Scientists at the School of Biosciences have shown it is feasible to integrate human liver cells with lung cells to create the Metabo-Lung – a working model of human lung tissue to test the toxicity of drugs.
Liver cells are a necessary part of the culture as they break down or bio-transform drugs into active components that act differently from the original drug. It is these elements that need to be tested.
The team believes that Metabo-Lung has the potential to improve current methods of testing for drug toxicity by identifying the most suitable drug candidates early in the screening process. Early identification of toxic effects would allow huge cost savings and significantly reduce the need for animal testing.
The development work now under way at the School could offer a genuine alternative to animal testing for pharmaceutical companies developing new drugs for pulmonary disorders such as asthma, chronic obstructive pulmonary disease and cystic fibrosis.
Once the technology is fully validated, the aim is either to licence the product or offer a commercial service testing drug toxicity for pharmaceutical companies.

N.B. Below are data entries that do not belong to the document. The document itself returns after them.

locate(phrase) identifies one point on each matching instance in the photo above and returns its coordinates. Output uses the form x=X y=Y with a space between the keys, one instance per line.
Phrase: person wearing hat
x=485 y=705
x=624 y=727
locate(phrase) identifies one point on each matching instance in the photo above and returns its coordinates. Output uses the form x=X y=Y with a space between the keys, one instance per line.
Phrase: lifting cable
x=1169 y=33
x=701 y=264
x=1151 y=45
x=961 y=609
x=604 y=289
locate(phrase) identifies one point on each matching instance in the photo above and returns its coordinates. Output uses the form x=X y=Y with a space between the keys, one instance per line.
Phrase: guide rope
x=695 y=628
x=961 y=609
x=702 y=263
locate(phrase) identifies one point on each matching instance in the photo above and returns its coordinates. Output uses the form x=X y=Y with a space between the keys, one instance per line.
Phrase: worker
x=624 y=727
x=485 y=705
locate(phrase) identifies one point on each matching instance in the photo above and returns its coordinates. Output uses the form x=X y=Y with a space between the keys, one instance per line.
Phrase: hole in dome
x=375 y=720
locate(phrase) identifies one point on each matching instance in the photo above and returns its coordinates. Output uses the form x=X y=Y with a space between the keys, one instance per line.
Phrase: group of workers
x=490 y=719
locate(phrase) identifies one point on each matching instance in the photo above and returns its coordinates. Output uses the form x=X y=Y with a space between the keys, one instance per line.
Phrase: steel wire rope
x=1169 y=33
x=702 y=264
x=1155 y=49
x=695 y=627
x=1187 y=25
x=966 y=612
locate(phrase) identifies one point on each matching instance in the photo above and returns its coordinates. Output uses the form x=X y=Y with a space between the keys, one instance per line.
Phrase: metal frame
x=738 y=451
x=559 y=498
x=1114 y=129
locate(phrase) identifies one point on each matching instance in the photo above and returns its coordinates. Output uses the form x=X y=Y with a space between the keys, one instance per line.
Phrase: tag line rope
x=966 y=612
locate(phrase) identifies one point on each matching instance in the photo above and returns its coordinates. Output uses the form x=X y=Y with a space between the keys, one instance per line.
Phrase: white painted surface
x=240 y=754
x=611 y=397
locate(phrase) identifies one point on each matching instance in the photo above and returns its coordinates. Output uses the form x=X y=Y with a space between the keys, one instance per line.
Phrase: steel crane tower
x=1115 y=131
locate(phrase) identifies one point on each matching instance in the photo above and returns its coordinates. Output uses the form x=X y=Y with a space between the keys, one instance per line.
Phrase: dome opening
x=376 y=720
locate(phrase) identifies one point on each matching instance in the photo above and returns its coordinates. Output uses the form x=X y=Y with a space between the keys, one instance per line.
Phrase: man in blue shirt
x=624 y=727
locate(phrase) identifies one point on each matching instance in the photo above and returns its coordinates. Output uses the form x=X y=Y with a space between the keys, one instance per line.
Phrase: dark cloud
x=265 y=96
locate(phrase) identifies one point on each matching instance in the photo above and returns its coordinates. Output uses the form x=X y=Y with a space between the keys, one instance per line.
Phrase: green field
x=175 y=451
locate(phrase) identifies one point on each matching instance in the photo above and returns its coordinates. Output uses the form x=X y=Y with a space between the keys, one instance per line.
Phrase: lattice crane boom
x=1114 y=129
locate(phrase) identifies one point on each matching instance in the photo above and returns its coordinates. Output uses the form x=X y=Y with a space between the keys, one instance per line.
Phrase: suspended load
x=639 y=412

Dr Kelly BéruBé, Project Director, said: “The exciting potential of Metabo-Lung is already creating significant interest from major pharmaceutical companies.
“There is no fully integrated bio-transforming model on the market for toxicity testing which is why our work on the Metabo-Lung project is being watched with considerable interest.”

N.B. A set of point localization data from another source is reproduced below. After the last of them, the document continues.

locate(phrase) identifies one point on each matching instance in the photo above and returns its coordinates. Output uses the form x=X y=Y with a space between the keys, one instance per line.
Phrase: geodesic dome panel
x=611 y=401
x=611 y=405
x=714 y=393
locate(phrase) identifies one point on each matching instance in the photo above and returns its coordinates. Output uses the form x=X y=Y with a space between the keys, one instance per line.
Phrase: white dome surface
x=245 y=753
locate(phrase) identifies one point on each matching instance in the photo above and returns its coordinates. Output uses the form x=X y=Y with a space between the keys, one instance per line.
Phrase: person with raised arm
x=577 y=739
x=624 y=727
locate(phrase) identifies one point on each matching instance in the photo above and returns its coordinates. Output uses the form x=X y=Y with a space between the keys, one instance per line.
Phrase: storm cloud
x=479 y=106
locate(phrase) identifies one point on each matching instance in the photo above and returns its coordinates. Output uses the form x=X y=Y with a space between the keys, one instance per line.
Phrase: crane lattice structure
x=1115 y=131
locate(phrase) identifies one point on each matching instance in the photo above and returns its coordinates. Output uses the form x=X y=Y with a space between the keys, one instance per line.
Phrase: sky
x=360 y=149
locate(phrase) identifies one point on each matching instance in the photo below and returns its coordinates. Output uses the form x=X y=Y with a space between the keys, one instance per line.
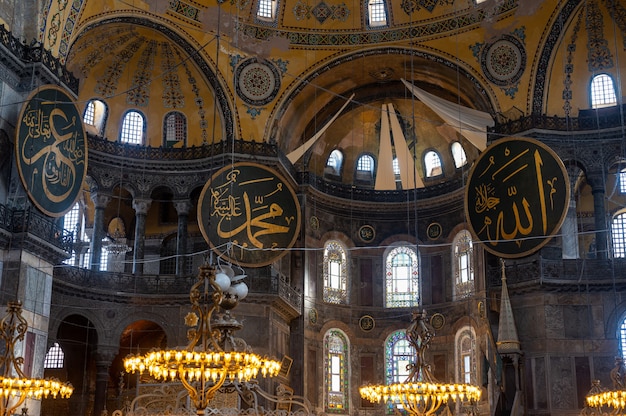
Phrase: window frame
x=335 y=292
x=336 y=401
x=123 y=132
x=427 y=164
x=459 y=160
x=382 y=10
x=463 y=248
x=179 y=127
x=98 y=115
x=403 y=298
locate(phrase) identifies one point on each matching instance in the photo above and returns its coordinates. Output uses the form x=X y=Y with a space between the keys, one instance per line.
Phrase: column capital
x=141 y=205
x=100 y=200
x=182 y=206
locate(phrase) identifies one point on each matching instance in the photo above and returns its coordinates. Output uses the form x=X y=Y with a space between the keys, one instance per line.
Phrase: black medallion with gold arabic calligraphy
x=516 y=197
x=51 y=150
x=249 y=214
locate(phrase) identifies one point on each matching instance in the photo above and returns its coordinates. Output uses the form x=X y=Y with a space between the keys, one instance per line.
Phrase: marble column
x=141 y=207
x=104 y=358
x=569 y=229
x=100 y=202
x=182 y=208
x=596 y=181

The project is supported by £138,300 from the Welsh Government’s Academic Expertise for Business (A4B) programme, an EU funded initiative designed to encourage collaboration between academia and industry and to commercialise research.
Edwina Hart, Minister for Business, Enterprise, Technology and Science, said A4B funding was playing a critical role in supporting the development of innovative and valuable technologies.
“Wales is an important player in the life science sectors and I am pleased the Welsh Government is able to support some of these significant advances that have the potential to create health benefits and support economic growth.”